The basic question we have to confront is that we have 2 scenarios. The first is to
continue to use nuclear weapons and other new technological warfare to settle our
differences with the prospect of more and more countries acquiring nuclear weapons and
other weapons of mass destruction since the technology is already out of the tube with the
odds that nuclear weapon and other WMD’s will be used intentionally or by
miscalculation is much higher. Under that scenario in the words of Rajiv Gandhi,
addressing the U.N. General Assembly in 1988,"Nuclear war will not mean the death of a
hundred million people. Or even a thousand million. It will mean the extinction of four
thousand million (the world population at that time): the end of life as we know it on our
planet earth.”
The second scenario is to do all what is in our power to prohibit the development or use
of nuclear weapons other WMD’s and inhumane weapons and understand that the route
to peace does not go through the use of force except in extreme cases and in accordance
with international laws as codified in the United Nation Charter.

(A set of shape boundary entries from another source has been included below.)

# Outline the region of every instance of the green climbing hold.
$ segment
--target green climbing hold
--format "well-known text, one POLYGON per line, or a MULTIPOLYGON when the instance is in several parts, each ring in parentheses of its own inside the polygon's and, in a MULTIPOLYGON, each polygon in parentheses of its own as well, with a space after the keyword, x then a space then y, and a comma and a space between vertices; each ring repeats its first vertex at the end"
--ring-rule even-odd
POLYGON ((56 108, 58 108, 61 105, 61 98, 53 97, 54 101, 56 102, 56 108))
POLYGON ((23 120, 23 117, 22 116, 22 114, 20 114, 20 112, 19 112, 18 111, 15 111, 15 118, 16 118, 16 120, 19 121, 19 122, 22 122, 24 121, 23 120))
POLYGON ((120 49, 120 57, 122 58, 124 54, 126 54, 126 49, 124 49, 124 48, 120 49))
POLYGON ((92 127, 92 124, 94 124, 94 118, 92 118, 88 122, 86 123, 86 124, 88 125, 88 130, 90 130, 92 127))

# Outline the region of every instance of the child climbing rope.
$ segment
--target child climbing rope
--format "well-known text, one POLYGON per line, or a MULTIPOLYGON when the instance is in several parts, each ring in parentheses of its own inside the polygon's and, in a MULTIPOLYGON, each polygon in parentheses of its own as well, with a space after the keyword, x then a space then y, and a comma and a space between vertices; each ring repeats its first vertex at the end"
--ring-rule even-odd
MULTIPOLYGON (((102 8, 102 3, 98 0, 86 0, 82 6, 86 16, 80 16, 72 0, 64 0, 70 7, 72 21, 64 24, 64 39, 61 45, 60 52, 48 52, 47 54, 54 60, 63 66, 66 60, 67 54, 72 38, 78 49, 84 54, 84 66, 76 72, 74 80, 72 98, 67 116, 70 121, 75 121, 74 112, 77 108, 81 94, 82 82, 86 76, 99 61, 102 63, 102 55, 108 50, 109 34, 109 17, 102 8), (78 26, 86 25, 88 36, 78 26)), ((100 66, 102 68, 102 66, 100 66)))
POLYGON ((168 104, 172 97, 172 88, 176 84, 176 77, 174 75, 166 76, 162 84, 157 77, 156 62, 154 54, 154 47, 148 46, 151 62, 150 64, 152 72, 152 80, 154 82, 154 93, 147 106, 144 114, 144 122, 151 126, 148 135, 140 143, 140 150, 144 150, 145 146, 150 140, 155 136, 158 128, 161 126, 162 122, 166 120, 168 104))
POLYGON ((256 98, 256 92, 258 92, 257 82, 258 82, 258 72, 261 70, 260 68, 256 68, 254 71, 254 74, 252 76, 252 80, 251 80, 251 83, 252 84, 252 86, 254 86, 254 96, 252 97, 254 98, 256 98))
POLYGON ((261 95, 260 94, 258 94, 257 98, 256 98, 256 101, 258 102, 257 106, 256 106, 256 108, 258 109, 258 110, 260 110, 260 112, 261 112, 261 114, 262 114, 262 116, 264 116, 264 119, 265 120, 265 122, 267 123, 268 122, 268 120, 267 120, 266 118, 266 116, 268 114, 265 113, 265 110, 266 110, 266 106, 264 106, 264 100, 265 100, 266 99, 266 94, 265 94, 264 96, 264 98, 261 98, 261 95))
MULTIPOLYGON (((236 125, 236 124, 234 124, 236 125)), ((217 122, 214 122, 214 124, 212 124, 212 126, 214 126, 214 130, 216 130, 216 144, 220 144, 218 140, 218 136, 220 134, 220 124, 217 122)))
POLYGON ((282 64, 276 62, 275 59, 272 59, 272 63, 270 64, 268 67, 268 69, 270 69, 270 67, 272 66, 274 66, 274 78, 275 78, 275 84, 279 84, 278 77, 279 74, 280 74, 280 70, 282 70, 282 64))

Beside the fantastic advances we made in many aspect of our life through advances in
natural science (medicine, communication, technology etc.) we owe it to ourselves to
make similar advances in our social interaction by inter alias developing a system of
security that is equitable and inclusive and does not depend on who has the biggest
“club” but is based on human security and human solidarity.